May the following be a high level, summarized resource and/or a remembering towards more insight into the multitudes of your own bodies. This is another portal of sorts, for tending the metaphysical in conjunction with the densest physiological. After all, the parts accumulate to the whole. Choose your own adventure for how far you will go, and remember there is no rush here despite what your ego and internalized capitalism or oppression may demand. Be gentle. I hope we all give ourselves permission to be authentically whole.
The neck, shoulders
• tension and bracing are common here beyond the postural habits of front-oriented desk occupations or technological accessory use. Responsibility weighs in adaptive and maladaptive ways alike. This space is also a bridge, block or hybrid pathway between our spiritual and worldly connections. It’s no wonder there’s a cliché binary to the head and heart being split or conflicted.
Liver, gallbladder, stomach, intestines (digestive tract)

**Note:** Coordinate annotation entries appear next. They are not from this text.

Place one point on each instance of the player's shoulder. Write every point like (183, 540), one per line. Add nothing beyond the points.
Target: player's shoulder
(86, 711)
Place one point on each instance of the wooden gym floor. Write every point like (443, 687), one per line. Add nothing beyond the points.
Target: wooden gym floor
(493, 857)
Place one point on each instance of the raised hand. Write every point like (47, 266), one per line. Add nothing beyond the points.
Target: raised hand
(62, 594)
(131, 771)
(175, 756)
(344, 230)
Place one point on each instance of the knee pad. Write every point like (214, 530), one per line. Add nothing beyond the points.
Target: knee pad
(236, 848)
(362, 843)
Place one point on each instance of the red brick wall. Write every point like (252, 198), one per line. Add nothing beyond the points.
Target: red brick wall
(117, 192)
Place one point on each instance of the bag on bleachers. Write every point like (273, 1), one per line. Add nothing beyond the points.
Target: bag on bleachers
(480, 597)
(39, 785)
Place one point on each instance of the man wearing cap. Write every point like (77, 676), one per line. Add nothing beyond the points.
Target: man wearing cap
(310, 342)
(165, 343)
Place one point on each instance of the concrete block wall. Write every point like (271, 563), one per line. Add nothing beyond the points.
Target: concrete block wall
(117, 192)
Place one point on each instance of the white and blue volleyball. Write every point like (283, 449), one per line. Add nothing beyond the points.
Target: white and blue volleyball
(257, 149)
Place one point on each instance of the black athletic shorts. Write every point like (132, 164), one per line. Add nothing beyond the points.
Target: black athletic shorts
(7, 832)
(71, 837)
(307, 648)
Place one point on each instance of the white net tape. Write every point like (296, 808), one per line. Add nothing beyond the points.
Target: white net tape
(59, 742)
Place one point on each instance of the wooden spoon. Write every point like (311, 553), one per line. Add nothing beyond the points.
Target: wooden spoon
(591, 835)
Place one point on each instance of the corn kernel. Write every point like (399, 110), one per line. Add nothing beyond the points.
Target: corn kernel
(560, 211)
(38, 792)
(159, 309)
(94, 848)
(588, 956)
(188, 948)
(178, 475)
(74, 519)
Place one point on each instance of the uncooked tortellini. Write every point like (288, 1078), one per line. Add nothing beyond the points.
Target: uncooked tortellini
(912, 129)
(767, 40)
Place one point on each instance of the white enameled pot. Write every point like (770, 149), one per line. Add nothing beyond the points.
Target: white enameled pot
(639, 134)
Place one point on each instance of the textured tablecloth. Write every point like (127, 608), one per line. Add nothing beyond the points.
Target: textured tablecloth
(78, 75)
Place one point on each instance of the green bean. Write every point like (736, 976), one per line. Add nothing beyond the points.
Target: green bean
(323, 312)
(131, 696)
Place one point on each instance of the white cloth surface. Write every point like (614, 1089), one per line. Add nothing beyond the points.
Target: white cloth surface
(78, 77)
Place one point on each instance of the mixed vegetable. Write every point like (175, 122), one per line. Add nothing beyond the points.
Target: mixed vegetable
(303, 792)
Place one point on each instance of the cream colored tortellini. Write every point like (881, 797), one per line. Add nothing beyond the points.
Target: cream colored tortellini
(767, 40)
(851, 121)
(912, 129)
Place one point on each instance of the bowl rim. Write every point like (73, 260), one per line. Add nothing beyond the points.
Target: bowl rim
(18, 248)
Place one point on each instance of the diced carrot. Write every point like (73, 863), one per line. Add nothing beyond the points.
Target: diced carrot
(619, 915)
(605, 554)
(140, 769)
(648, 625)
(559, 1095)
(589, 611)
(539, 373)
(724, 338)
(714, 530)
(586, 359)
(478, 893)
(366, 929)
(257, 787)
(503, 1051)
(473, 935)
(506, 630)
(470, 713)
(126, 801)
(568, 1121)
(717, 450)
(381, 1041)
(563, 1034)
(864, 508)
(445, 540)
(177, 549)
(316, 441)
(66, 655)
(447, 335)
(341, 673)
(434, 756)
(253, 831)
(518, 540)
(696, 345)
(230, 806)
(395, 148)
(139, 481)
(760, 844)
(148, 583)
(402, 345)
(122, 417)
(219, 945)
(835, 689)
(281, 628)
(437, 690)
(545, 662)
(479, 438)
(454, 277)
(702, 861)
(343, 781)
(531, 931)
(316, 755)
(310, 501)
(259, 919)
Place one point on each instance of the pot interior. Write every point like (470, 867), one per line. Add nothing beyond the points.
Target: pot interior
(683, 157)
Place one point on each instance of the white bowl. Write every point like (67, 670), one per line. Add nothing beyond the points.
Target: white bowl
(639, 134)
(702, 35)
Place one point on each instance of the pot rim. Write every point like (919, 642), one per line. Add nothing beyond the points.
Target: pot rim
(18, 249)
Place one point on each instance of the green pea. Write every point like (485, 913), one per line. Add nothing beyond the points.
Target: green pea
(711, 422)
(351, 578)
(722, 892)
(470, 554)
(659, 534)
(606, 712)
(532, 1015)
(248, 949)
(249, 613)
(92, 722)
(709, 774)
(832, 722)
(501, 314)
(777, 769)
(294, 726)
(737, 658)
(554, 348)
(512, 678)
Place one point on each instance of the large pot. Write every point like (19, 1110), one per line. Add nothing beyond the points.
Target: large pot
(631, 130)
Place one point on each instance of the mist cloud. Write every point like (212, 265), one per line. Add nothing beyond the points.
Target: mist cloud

• what we deny or diminish is not real release. Anger, frustration, irritation and aggression are reflected in poor uptake, exchange and disposal of our nutrients and waste in the body.
The low back, hips
• if we do not sit with our emotions to understand what actions need to be taken, big or small, they will sit in us. The low back is often associated with anger, grief, shame and fear as it interconnects with our senses of worth in addition to what our physical body is able to pass and not pass.
Heart, chest
• an open heart doesn’t hurt any less but it will pump blood and receive life in a much more nourished way than a close, hardened one. This is both figuratively and literally true. Clinical research reveals that a broken heart shows in physiological impact, changing the physical heart’s structure and affecting future cardiac risks. At the same time, if we can gradually support our heart towards resiliency, we explore a newfound vastness in our ability to care and love, not very unlike our cardiovascular capacity. The chest’s depth for breathing also reflects our level of presence in the moment, as well as our attachments to past and future projections.
Remember, it’s not about gathering as many solutions as possible. I welcome you to asking the questions that will set you free: towards more life, more love, more limitlessness.